Les savoirs et la loi. [1]

 

 

La caractéristique principale des actions menées en lycée en vue de l’apprentissage de la citoyenneté est qu’elles concernent généralement ce qu’on pourrait appeler des fonctions “ périphériques ” par rapport à la fonction centrale du lycée : très peu de lycéens se saisissent de leurs droits à constituer des associations, publier des journaux, animer des clubs… Sans doute savent-ils que cela reste tout à fait secondaire par rapport aux enjeux de ce que l’on vient faire au lycée : essayer, par le “ sésame ” du bac, de s’ouvrir plus de chances d’échapper aux fatalités du chômage. Et le livret scolaire d’un élève ne mentionnera pas qu’il s’est occupé, par exemple, d’animer un club de poésie…

Il est significatif de constater que, dans les règlements intérieurs, l’énumération des “ droits ” des lycéens porte précisément sur les activités associatives, non obligatoires par définition, tandis que l’énumération des “ devoirs ” porte sur les exigences institutionnelles liées aux apprentissages. D’un côté les activités autonomes, non obligatoires, et de l’autre, les activités contraintes, hétéronomes. Ce clivage se justifierait par le fait que l’autorité de la vérité, de la science, ne saurait se “ discuter ” démocratiquement : « On ne peut pas discuter avec un prof ! », puisqu’il est savant et l’élève ignorant.

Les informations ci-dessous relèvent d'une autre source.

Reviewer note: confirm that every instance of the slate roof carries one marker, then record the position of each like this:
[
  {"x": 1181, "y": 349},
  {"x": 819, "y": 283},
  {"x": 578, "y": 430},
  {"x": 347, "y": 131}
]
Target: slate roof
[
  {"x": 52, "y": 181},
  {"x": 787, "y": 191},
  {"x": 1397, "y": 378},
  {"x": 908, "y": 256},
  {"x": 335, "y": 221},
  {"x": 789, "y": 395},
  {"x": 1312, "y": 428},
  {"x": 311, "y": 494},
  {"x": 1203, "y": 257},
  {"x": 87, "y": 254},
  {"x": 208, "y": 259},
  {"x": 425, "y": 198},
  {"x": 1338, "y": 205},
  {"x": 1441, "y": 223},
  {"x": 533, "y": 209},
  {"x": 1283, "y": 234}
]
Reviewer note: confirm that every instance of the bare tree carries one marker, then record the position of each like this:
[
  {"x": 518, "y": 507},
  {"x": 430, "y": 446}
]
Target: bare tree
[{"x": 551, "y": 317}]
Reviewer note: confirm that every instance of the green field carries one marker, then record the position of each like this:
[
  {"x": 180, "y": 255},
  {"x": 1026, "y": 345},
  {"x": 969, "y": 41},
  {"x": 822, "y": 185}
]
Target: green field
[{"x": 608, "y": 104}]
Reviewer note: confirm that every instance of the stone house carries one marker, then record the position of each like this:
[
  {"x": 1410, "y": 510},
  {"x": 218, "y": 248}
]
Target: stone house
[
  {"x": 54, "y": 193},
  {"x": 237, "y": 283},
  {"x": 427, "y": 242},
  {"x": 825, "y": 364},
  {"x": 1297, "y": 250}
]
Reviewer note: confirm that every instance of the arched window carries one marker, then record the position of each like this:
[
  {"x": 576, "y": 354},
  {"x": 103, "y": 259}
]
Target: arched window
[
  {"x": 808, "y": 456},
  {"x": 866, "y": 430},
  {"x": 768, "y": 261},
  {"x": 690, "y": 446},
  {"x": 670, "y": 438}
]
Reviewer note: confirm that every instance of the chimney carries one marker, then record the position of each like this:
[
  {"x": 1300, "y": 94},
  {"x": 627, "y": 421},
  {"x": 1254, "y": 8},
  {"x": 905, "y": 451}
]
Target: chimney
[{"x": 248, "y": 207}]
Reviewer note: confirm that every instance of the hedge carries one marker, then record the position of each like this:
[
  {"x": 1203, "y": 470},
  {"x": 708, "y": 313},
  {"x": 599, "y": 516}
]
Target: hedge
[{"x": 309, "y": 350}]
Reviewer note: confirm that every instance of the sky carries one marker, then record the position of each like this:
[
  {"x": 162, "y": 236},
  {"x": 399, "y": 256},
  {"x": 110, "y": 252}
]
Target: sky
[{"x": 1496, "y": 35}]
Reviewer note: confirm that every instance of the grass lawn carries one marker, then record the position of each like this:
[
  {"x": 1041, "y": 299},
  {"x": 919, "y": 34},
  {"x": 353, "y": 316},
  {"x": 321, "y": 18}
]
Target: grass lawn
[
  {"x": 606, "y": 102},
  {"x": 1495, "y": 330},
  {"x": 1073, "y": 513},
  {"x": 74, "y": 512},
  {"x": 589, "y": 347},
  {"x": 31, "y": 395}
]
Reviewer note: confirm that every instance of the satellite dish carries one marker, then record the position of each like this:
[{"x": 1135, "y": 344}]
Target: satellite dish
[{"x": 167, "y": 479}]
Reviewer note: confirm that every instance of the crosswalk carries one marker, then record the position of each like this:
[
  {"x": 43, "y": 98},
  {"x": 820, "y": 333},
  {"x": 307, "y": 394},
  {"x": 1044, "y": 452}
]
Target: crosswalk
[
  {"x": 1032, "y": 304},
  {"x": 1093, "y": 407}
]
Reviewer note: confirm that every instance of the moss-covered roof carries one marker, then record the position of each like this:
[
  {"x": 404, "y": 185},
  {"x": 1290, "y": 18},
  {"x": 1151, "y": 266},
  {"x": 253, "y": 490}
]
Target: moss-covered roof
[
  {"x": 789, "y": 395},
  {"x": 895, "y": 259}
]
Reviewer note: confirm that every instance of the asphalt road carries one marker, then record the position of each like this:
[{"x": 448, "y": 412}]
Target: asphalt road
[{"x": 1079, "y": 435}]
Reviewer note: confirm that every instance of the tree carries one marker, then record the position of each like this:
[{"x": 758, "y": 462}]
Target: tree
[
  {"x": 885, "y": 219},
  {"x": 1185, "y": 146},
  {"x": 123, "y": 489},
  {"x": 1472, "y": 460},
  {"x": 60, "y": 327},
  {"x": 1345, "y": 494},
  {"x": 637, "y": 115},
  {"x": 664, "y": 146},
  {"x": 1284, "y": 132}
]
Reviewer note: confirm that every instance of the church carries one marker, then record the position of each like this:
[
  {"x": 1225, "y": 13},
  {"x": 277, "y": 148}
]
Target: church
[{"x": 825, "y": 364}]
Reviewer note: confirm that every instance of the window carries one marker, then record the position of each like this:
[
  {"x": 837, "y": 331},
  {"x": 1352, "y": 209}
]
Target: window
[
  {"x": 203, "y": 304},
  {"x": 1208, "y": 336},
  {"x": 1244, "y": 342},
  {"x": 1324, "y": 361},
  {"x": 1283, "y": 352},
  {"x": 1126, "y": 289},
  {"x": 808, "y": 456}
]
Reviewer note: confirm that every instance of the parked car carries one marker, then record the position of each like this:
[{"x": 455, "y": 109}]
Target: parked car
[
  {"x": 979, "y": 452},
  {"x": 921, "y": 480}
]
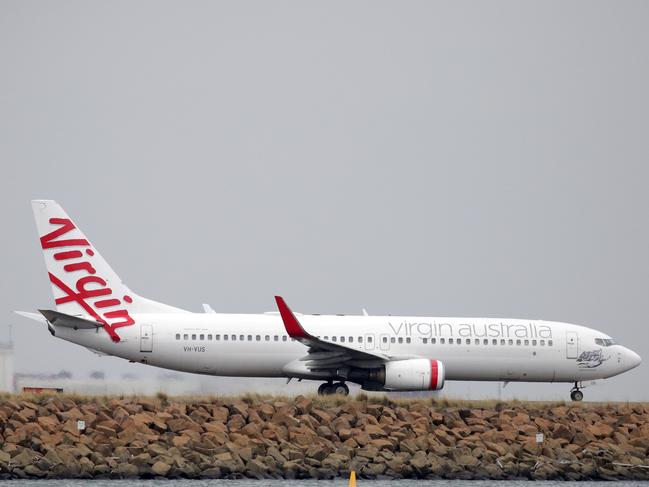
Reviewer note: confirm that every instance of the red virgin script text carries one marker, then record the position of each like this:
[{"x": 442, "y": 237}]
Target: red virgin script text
[{"x": 88, "y": 285}]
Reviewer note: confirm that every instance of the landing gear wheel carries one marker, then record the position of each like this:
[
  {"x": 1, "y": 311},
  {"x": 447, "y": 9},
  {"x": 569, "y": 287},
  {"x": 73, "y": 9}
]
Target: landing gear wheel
[
  {"x": 340, "y": 388},
  {"x": 576, "y": 395}
]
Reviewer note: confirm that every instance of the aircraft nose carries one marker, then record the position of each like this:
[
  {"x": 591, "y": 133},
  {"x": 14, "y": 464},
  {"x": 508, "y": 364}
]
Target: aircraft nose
[{"x": 632, "y": 359}]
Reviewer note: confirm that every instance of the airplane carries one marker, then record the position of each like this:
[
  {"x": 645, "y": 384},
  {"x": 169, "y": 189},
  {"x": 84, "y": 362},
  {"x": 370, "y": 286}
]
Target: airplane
[{"x": 96, "y": 310}]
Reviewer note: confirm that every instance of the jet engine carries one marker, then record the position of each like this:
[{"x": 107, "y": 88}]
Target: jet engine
[{"x": 402, "y": 375}]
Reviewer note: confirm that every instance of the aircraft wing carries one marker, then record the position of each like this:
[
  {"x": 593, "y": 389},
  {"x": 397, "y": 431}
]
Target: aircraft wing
[{"x": 324, "y": 354}]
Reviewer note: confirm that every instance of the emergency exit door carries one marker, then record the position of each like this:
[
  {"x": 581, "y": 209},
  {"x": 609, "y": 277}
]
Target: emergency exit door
[
  {"x": 146, "y": 338},
  {"x": 572, "y": 344}
]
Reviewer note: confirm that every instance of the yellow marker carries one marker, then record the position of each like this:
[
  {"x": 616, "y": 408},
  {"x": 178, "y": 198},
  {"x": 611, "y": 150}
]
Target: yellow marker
[{"x": 352, "y": 479}]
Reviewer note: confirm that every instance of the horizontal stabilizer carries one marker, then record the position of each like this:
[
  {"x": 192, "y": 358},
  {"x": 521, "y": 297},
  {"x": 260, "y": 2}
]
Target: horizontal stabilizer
[
  {"x": 61, "y": 319},
  {"x": 32, "y": 316}
]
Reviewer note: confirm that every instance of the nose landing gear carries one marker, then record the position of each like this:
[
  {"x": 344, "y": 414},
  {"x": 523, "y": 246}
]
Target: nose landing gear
[
  {"x": 329, "y": 388},
  {"x": 575, "y": 393}
]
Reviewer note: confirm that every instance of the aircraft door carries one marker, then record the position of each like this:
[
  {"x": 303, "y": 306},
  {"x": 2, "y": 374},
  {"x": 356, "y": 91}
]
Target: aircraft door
[
  {"x": 572, "y": 344},
  {"x": 146, "y": 338}
]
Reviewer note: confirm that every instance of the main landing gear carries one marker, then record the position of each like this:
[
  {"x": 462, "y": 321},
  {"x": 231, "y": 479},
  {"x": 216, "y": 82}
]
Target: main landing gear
[
  {"x": 329, "y": 388},
  {"x": 575, "y": 393}
]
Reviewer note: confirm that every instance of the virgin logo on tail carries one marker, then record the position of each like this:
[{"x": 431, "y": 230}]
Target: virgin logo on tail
[{"x": 89, "y": 286}]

Or, ce rejet hors de la sphère des apprentissages de l’éducation à la citoyenneté, pervertit ces mêmes apprentissages. La conception du savoir qui se développe alors est celle d’un savoir fermé, qui s’impose au lieu de se construire, et, dans les sciences notamment, c’est le plus souvent le dogmatisme et le conformisme qui caractérise cette prétendue transmission des savoirs. Comment introduire l’éducation à la citoyenneté dans les apprentissages eux-mêmes ? Comment articuler la construction des savoirs et de la loi ? Il ne s’agit pas de se contenter de juxtaposer une “ instruction civique ” à côté des autres savoirs mais d’une mise en pratique des principes du droit dans la conduite de la classe, quelle que soit la discipline enseignée. L’expertise du professeur est, dans sa définition même, inachevée, inachevable, ouverte et discutable. Il importe donc que, dans le cursus scolaire soit progressivement introduites les exigences de séparation des fonctions d’évaluation interne, propre au travail pédagogique et de validation externe des compétences acquises : nul ne peut être juge et partie. La confusion actuelle qui veut que ce soit le même qui enseigne et qui juge ensuite des résultats de cet enseignement aboutit à rendre impossible chez l’élève l’expression de ses ignorances : or il n’y a de motivation, de désir d’apprendre, que sur la conscience de l’ignorance et son expression possible sans risques. Articuler la construction des savoirs et de la loi, c’est faire apparaître la discutabilité et l’inachèvement des savoirs, l’homologie des concepts d’opération logique et de coopération sociale (réciprocité, réversibilité, égalité… en mathématique et dans la relation de sujet à sujet), l’articulation du singulier et de l’universel et donc, à l’école, l’impossibilité de “ punir ” l’ignorance… Ce qui exige alors des enseignants qu’ils se comportent dans la classe même selon les exigences propres aux complexités des savoirs qu’ils enseignent et en citoyens, face aux savants et citoyens en devenir que sont les élèves.

Bernard Defrance.



[1] Paru dans Profession Éducation, revue du SGEN-CFDT, n° 69, juillet-août 1997.